先行する言説状況の参照

個人的な感想を述べれば、今回のユリイカの特集に感じる不満もこの点にある。「マンガ批評の新展開」と銘打ちながら、そこにはマンガ批評言説の過去と現在の状況が明示的に示された全体の見取り図に当るテキストがないのである(この点は前回の特集「マンガ批評の最前線」に対しても同様の不満を持っている)。
好意的に解釈すれば巻頭鼎談における宮本大人のみが寄稿者の中ではこの点の必要性について自覚的であったように思える。おそらく彼は「それが巻頭に置かれること」をじゅうぶん意識して「前回の特集からの状況の変化」というトピックを語ったはずだからである。ただ、そこで語られた状況の整理があまりにもずさんだったというだけで(前回特集前に出版された中野晴行『マンガ産業論 』大塚英志大澤信亮『「ジャパニメーション」はなぜ敗れるか 』を「以後」の話として持ち出している辺りで本気で「宮本さんどうしたの?」と思った)、彼自身にはその種の状況論の必要性の意識はあったはずである。
この点でむしろ問題だと思うのは言説状況全般の傾向を「らしい」の一言で片付けている杉田の態度のほうだろう。他にも具体的な批判対象を明示せず「作品に優劣をつけるマンガ評論」の存在を批判している吉田アミの原稿など、過去蓄積されてきたマンガ批評言説の歴史を検証しないまま思い込みを語っている発言に対しては首を傾げざるを得ない。私は吉田の大島弓子須藤真澄を猫を介してつないで見る観点には感銘を受けたし、杉田の東や伊藤への批判は同意すらするが、書かれている内容と無関係にそういう適当なことをいわれては単に困るのである。
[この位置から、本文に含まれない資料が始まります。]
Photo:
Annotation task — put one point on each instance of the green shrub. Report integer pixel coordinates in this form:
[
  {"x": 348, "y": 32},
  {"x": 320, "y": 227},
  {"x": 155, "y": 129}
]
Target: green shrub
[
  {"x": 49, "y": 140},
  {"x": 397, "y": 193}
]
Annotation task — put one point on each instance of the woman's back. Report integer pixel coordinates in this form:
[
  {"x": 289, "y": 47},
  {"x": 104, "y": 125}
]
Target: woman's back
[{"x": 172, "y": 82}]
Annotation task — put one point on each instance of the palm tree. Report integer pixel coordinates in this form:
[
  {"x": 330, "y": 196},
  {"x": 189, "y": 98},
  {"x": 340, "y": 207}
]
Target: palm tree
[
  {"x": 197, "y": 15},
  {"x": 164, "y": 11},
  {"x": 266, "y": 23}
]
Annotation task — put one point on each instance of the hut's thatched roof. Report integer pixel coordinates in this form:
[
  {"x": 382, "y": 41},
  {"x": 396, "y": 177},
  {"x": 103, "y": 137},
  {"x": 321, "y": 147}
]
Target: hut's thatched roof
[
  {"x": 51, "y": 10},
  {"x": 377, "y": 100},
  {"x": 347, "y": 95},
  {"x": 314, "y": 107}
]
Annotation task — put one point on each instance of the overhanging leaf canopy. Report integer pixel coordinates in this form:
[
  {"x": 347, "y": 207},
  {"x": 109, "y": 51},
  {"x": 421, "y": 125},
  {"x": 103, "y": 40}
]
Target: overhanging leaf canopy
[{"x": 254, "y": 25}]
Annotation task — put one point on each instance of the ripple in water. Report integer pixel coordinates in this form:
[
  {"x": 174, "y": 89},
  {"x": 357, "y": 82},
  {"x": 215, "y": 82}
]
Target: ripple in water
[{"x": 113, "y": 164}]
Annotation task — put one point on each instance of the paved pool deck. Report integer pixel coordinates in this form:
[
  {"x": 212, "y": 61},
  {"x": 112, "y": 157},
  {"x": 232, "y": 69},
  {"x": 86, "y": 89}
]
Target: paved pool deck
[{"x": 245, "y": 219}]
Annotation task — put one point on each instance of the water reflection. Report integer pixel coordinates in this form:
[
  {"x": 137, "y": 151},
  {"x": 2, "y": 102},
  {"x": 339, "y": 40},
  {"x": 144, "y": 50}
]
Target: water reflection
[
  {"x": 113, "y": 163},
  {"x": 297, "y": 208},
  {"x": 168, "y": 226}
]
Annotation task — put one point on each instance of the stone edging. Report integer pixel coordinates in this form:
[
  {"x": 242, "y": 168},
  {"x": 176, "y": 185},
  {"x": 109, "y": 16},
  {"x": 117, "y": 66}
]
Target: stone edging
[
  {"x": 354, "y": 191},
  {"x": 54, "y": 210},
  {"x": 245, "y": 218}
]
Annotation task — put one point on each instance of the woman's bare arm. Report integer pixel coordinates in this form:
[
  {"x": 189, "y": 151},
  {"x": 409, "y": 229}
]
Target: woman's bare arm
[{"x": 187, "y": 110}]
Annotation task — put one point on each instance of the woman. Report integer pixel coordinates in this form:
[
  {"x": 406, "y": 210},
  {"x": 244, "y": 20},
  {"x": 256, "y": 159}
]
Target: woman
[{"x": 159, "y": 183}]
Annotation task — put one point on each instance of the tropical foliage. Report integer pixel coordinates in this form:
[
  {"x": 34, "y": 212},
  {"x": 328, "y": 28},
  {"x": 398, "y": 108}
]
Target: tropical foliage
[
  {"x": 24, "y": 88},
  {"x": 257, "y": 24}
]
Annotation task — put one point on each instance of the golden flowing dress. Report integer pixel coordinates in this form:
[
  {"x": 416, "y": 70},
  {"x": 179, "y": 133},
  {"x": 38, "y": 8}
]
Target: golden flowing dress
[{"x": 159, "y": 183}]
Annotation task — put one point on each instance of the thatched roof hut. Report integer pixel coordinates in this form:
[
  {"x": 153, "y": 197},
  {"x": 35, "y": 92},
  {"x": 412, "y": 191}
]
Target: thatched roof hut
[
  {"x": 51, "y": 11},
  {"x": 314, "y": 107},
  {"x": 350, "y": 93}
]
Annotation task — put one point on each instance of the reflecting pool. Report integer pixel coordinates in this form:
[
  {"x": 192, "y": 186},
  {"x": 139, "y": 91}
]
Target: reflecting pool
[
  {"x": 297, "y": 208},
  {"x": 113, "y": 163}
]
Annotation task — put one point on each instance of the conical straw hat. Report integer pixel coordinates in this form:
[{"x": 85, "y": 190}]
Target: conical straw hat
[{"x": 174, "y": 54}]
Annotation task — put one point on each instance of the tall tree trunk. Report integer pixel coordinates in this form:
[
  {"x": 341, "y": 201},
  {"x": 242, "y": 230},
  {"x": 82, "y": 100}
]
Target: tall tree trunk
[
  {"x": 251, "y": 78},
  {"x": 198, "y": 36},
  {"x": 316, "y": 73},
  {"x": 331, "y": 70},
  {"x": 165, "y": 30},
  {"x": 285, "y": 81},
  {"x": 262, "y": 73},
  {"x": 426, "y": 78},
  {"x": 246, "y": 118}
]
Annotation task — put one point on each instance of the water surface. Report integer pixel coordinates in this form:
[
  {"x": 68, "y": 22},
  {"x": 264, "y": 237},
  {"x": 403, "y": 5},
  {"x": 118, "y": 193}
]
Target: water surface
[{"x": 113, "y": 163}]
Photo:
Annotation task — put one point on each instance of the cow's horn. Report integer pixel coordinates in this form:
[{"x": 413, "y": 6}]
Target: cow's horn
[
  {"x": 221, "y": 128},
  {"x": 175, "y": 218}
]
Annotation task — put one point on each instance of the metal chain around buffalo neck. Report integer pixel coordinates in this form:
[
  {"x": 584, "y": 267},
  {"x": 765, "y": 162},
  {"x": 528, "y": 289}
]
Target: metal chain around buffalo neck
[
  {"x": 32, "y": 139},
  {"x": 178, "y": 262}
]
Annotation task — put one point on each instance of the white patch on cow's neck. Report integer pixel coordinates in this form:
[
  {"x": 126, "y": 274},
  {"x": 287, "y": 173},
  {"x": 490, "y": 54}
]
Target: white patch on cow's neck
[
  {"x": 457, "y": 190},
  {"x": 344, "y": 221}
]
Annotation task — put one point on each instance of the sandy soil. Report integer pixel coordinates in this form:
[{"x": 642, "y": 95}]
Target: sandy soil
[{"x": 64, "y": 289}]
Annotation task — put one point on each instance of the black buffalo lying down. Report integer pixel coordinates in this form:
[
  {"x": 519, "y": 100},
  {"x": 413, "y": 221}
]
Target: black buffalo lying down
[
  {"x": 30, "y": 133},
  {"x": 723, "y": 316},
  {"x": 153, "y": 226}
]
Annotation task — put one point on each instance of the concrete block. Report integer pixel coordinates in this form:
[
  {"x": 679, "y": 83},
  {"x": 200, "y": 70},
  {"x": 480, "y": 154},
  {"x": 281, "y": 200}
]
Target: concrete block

そもそも大雑把なマンガ批評言説史の流れを追うだけなら、先のエントリでも書いたように夏目房之介『マンガ学への挑戦―進化する批評地図』NTT出版刊、2004年)というものすごく便利なアンチョコ本がすでにあり、ネット上にも瓜生吉則「<マンガ論>の系譜学」というすぐれたテキストが存在する。それと少なくともこのふたつを読んでから読まないといろいろ問題があるとは思うが、マンガ批評がなにを「問題」として展開してきたかを論じた小山昌宏『戦後「日本マンガ」論争史 』現代書館、2007年)のような本もすでにある。「マンガ批評とは〜」といったことを語りたいのなら少なくともこの三つくらいは参照しないと単に無意味である。
これはまったく自慢ではないが、じつは私は『戦争はいかに「マンガ」を変えるか』を「これはマンガ批評として書かざるを得ない」と決めるまでたいしてマンガ批評を読んでいなかった。書くのに必要だと思ったから2002年辺りから体系的にこの分野のテキストを読んだのであって、それまでは夏目さんの『手塚治虫はどこにいる』すら読んでいなかったのだ。
ある対象について価値判断を表明したいのであれば、そのための「必要条件」となる知識は必ず存在するのであり、その知識を取得する労を厭うなら、その人物はその問題について言及する資格が単にない。
大学生の頃に読書系サークルの読書会に「本を読まずに」やってきて他人の感想や意見だけ聞いて「その作者の意図はこういうものに違いない」と憶測のみで演説始めたヤツがいて呆れ返ったことがあるのだが、「必要条件」を満たさないならどんな言説も(いってることが正しかろうが間違ってようが)実質的にはこれと大差がない。